If anything DOES deserve that lone star, it's the book's title, which is groan-inducing and nonsensical. Also, it gives the book more of a pop feel than it deserves. This is a scholarly tome, and those with no background in the debates about biblical inerrancy over the past century or two are likely to feel lost. If the names Clark Pinnock, Bernard Ram, and Paul Tillich are not pretty well-known to you, this book does not provide the remedial background probably necessary to make sense of its key themes. This is not a criticism...those of us who obsess over theological issues would be bored going over the history of Higher Criticism, etc., every time we tried to get a new slant on the topics. It's just that if your idea of a theologian is someone like Ray Comfort, this book is not for you.

It is a sign of the sort of respect that Price has earned with his scholarly output that the back of the book jacket is graced with positive blurbs from evangelicals, including my former pastor Greg Boyd, with whom Price probably has little theological in common. Clearly in this book he is reaching out more to his scholarly peers within theology and biblical studies rather than merely making a "popular case" for a point of view, as he has done in, for example, "The Incredible Shrinking Son of God" and other books. This book surveys a great many personalities over recent history (extending back to approximately the mid-19th century for the bulk of the material under discussion) and describes and critiques various approaches to a doctrine (or presupposition) of biblical inerrancy. The denser discussions are broken up by breezy transitions, and the book is quote-heavy, allowing key subjects to speak for themselves. It is a model for the middle ground between purely popular and purely academic writing that would be of interest to, say, a busy pastor or highly motivated layperson.

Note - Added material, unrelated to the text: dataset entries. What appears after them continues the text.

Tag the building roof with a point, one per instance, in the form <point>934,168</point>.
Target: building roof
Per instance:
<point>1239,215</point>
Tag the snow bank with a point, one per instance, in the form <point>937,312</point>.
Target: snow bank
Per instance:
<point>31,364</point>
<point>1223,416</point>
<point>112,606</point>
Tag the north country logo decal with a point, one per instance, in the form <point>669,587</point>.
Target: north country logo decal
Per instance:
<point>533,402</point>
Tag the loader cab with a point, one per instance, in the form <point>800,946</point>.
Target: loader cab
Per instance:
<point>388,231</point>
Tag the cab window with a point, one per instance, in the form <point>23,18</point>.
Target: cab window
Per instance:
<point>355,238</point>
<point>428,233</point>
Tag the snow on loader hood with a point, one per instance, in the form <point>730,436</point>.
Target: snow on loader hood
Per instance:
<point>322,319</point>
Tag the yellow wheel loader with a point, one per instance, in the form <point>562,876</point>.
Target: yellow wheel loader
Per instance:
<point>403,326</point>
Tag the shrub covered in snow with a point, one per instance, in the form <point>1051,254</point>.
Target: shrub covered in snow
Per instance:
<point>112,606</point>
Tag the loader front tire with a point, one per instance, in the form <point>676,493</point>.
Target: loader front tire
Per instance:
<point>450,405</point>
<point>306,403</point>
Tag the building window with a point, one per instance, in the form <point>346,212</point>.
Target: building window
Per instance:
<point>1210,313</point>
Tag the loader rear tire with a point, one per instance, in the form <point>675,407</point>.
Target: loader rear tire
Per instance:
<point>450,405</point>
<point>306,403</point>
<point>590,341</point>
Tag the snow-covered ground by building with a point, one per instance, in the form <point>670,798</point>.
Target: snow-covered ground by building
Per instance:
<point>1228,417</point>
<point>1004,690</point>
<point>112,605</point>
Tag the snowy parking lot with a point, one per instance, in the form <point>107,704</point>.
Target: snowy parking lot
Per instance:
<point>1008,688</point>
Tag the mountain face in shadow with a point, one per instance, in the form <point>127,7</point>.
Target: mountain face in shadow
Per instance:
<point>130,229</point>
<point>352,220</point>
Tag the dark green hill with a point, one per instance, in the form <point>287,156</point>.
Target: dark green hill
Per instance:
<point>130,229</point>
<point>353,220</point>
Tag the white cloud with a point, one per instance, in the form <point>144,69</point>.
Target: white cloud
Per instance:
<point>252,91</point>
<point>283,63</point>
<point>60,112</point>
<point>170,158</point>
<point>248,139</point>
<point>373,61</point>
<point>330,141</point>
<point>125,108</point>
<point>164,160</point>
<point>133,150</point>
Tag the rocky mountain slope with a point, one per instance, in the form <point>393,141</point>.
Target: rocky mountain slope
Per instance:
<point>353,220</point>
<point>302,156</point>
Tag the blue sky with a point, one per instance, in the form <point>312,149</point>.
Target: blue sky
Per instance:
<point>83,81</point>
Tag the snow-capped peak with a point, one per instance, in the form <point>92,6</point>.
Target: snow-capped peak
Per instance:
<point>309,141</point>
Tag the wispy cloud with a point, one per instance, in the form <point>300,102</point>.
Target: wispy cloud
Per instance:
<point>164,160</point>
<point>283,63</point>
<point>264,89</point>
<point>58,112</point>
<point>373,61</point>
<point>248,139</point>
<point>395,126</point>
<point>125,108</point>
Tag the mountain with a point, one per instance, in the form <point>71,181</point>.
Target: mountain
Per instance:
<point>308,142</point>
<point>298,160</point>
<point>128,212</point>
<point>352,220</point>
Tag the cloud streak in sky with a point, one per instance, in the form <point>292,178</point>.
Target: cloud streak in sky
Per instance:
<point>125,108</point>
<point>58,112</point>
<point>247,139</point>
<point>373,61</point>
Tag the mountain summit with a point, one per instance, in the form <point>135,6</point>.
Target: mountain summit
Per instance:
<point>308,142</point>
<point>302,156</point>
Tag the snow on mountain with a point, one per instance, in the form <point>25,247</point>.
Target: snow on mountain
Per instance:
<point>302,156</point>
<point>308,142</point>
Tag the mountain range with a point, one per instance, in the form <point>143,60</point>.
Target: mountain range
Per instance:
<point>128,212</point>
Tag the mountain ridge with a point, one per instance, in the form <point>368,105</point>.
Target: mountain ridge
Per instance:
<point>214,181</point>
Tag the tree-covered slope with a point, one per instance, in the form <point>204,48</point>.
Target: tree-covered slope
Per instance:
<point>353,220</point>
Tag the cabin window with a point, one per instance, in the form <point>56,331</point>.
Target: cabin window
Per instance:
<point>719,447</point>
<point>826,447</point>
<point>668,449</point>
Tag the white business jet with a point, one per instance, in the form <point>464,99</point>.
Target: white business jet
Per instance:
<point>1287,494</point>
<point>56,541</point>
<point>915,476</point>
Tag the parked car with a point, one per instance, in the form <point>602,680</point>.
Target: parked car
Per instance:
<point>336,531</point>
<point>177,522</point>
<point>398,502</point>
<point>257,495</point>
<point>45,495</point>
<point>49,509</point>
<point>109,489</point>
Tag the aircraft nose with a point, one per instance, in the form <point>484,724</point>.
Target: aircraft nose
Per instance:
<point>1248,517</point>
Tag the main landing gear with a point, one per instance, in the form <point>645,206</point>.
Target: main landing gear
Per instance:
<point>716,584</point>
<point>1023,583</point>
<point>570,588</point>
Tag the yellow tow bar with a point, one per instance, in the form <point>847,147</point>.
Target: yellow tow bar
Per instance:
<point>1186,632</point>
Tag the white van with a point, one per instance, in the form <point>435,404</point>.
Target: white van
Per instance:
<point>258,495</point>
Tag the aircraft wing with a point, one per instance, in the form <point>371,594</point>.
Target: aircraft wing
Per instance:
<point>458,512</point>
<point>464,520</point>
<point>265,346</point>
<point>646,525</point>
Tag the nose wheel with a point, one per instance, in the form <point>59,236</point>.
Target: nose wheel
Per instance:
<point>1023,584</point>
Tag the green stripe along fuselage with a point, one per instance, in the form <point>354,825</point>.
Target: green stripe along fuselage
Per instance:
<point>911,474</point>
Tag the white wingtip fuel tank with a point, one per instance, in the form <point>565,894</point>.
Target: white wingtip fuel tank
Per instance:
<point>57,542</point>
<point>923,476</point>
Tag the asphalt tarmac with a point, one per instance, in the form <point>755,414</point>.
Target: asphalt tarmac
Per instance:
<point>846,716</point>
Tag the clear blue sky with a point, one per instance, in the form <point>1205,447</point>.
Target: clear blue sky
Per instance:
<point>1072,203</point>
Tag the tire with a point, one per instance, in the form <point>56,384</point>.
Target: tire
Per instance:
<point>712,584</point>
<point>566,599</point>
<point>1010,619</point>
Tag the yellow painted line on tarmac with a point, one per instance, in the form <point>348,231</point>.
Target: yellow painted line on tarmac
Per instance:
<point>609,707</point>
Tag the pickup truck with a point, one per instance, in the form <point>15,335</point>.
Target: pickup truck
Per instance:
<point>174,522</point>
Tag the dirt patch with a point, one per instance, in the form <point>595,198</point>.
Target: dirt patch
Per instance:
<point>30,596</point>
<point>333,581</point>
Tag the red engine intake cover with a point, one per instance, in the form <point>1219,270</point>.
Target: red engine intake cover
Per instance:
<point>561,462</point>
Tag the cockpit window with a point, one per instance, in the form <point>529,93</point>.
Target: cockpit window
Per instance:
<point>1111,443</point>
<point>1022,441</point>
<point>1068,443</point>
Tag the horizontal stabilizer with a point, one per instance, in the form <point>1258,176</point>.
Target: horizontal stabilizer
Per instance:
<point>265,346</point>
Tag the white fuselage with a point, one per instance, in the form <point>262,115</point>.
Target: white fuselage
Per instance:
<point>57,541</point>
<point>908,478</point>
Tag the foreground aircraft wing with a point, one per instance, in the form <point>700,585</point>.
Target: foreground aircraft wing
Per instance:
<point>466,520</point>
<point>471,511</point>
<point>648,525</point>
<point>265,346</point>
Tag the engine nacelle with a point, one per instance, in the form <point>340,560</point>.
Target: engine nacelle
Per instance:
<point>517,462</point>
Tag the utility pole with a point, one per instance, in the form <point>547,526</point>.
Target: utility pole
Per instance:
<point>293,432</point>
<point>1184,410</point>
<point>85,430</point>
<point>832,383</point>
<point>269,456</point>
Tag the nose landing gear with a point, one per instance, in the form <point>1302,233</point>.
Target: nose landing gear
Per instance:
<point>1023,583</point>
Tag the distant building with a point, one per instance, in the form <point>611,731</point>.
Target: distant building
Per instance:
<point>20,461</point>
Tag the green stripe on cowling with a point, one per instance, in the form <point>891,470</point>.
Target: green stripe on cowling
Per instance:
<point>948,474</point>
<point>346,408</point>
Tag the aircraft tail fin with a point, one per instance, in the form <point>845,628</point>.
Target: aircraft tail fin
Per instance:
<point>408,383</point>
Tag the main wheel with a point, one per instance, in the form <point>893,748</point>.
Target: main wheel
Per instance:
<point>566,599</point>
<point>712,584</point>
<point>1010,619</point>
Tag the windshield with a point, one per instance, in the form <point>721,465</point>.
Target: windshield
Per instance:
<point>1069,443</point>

My favorite parts of the book were the description of criticism that included as its example the likelihood of a person watching TV and coming upon an old "Godzilla" movie mistaking it for news footage; and his discussion of the two dominant paradigms in apologetics, evidentialism and presuppositionalism. Price's nimble, reader-friendly logic seems unassailable, and as a result, along with the debate on inerrancy, the curtain is pulled back slightly on the whole topic orthodox Christian legitimacy as it is most often understood by evangelicals.